For those reasons, today’s process designers and users must be in a position to assess and provide data on the environmental impact and sustainability of their manufacturing systems. This task can be very difficult and challenging, especially for complex multistage processes, whether involving traditional stainless steel equipment or disposables. Local factors such as restrictions on waste disposal or water resources, energy costs, and so on will also play a vital role in any assessment. Fortunately, there are many sources of information (7,8,9,10) that can facilitate an environmental assessment including guidelines from industrial organizations (e.g., BioProcess Systems Alliance, BPSA); regulatory guidelines and directives; data from suppliers and manufacturers; and published articles, reviews, and case studies.


 

Development of single-use technologies has focused not only on scale-up of well-established components (such as flexible biocontainers, filters, and connectors), but also on the development of disposables for a broader range of unit operations. For example, options are now available for bioreactors, stirred compounding vessels, product transfer systems, capture and polishing chromatography, tangential-flow concentration and diafiltration, virus removal, and many other unit operations. Some of these are at an early stage of development, and their application may be restricted in some processes by factors such as scale-up limitations, incompatibility of process fluids, or extreme operating conditions. Nevertheless, wherever use of a disposable option is feasible, it is important to assess the environmental impact of the technology so that new processes — whether in disposable, traditional stainless steel, or hybrid systems — can be designed with a better understanding of their environmental consequences.

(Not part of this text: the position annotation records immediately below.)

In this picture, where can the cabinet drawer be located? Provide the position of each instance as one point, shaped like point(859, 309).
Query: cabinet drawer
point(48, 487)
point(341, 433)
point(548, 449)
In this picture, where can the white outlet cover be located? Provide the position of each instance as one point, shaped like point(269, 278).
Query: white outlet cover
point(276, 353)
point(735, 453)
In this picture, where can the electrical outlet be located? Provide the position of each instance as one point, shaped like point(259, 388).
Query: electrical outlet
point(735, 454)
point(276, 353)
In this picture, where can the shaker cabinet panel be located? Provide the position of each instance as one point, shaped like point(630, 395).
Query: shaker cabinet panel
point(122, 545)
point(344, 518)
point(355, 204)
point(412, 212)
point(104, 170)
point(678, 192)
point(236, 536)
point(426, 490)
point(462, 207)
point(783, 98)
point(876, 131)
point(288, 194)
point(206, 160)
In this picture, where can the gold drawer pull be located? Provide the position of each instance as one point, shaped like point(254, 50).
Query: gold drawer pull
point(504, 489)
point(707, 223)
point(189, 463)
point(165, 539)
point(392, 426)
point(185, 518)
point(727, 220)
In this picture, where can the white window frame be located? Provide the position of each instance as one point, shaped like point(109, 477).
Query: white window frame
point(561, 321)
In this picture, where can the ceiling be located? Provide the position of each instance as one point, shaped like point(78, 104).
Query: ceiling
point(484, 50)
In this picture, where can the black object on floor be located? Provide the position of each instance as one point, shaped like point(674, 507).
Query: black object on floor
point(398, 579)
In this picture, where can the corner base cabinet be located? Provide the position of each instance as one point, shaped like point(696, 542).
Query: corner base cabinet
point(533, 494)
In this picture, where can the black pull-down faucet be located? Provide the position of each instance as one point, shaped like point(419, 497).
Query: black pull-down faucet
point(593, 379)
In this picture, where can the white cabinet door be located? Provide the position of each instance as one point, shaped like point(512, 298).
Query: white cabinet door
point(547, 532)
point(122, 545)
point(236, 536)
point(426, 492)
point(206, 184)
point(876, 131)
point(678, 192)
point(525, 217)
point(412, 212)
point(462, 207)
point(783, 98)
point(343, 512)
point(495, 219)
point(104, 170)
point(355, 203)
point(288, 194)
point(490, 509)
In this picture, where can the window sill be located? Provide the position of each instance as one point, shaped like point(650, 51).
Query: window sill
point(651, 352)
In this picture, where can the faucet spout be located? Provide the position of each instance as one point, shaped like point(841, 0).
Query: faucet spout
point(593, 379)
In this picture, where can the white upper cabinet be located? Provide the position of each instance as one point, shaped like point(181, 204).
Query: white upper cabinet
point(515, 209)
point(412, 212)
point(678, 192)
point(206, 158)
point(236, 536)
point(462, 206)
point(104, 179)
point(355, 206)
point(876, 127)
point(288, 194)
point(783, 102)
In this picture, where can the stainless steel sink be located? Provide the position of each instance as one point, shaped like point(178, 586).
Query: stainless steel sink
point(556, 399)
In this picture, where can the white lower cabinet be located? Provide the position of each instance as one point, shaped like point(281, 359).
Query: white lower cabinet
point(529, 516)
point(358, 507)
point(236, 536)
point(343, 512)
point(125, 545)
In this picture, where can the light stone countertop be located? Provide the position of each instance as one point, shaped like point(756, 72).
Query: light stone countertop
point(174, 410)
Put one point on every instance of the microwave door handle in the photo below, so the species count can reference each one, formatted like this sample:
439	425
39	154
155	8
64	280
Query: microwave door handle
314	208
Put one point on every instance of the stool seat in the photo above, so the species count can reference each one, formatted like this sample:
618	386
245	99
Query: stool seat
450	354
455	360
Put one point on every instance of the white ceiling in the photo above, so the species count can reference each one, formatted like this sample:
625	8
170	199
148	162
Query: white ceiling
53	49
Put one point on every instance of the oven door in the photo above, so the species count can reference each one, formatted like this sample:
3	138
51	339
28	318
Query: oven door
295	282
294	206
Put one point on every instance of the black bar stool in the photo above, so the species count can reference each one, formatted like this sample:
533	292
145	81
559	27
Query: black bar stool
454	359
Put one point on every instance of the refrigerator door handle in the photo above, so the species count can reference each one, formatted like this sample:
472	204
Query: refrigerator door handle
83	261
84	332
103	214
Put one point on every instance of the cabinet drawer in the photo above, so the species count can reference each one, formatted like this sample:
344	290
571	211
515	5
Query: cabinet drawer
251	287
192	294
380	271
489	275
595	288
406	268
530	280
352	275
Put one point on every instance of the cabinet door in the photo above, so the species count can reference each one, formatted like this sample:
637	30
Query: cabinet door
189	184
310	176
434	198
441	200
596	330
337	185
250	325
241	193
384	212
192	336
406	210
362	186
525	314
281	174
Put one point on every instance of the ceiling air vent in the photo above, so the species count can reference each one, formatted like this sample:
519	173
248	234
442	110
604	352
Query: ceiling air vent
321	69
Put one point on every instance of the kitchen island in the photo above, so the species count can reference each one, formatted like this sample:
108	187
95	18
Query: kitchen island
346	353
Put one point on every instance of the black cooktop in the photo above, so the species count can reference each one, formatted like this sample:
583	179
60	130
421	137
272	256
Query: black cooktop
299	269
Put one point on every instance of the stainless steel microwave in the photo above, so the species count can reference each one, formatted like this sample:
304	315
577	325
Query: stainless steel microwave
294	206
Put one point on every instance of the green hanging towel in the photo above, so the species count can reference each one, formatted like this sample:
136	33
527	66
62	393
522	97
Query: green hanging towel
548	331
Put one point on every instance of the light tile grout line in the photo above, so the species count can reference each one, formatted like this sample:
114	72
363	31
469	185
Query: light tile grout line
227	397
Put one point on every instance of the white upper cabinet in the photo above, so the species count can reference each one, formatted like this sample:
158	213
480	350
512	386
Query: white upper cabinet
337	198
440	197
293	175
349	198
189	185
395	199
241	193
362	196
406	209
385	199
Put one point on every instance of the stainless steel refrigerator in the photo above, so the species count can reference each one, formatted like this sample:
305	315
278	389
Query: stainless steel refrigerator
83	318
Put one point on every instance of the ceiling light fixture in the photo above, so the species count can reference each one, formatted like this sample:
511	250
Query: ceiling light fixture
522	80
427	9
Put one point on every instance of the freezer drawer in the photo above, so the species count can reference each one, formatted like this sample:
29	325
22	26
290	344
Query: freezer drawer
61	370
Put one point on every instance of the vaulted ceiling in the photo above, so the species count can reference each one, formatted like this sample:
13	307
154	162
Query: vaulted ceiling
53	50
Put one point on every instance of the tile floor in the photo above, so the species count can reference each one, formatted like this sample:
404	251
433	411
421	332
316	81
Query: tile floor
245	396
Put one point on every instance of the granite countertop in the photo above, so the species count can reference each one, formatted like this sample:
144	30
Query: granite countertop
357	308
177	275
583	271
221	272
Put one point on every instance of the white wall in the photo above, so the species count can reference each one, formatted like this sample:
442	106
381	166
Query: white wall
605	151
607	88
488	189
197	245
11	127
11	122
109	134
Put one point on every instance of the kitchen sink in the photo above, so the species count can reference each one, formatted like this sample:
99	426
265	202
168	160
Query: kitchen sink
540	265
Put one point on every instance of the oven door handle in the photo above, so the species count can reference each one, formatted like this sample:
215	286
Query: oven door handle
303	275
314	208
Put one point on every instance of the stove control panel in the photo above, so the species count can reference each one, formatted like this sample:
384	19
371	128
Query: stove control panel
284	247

Environmental impact can be assessed in a number of ways: e.g., disposal methods for liquid and solid waste, carbon footprint of an overall process, and a full life-cycle analysis for materials and components. In later publications, we will present other aspects of environmental impact such as waste disposal methods, waste management guidelines for specific components, and cost analyses. Energy consumption was the measure of environmental impact for our study, which forms a part of a course in environmental natural sciences at the Swiss Federal Institute of Technology in Zürich, Switzerland. We had two objectives:

  • To calculate the energy consumption for individual components in a model multistage bioprocessing system
  • To compare the total energy consumption of the same process using a traditional stainless steel system and a disposable system.

 

Model Systems

 

The model systems shown in Figures 1 and 2 are based on unit operations typically found in monoclonal antibody (or other recombinant protein) production processes at the 1,000-L scale. Design of these model systems involved discussions with a major biopharmaceutical manufacturer and several manufacturing plant visits. Some unit operations (designated by a pink-checked background in these figures) are common to both systems, so they excluded from the comparative study.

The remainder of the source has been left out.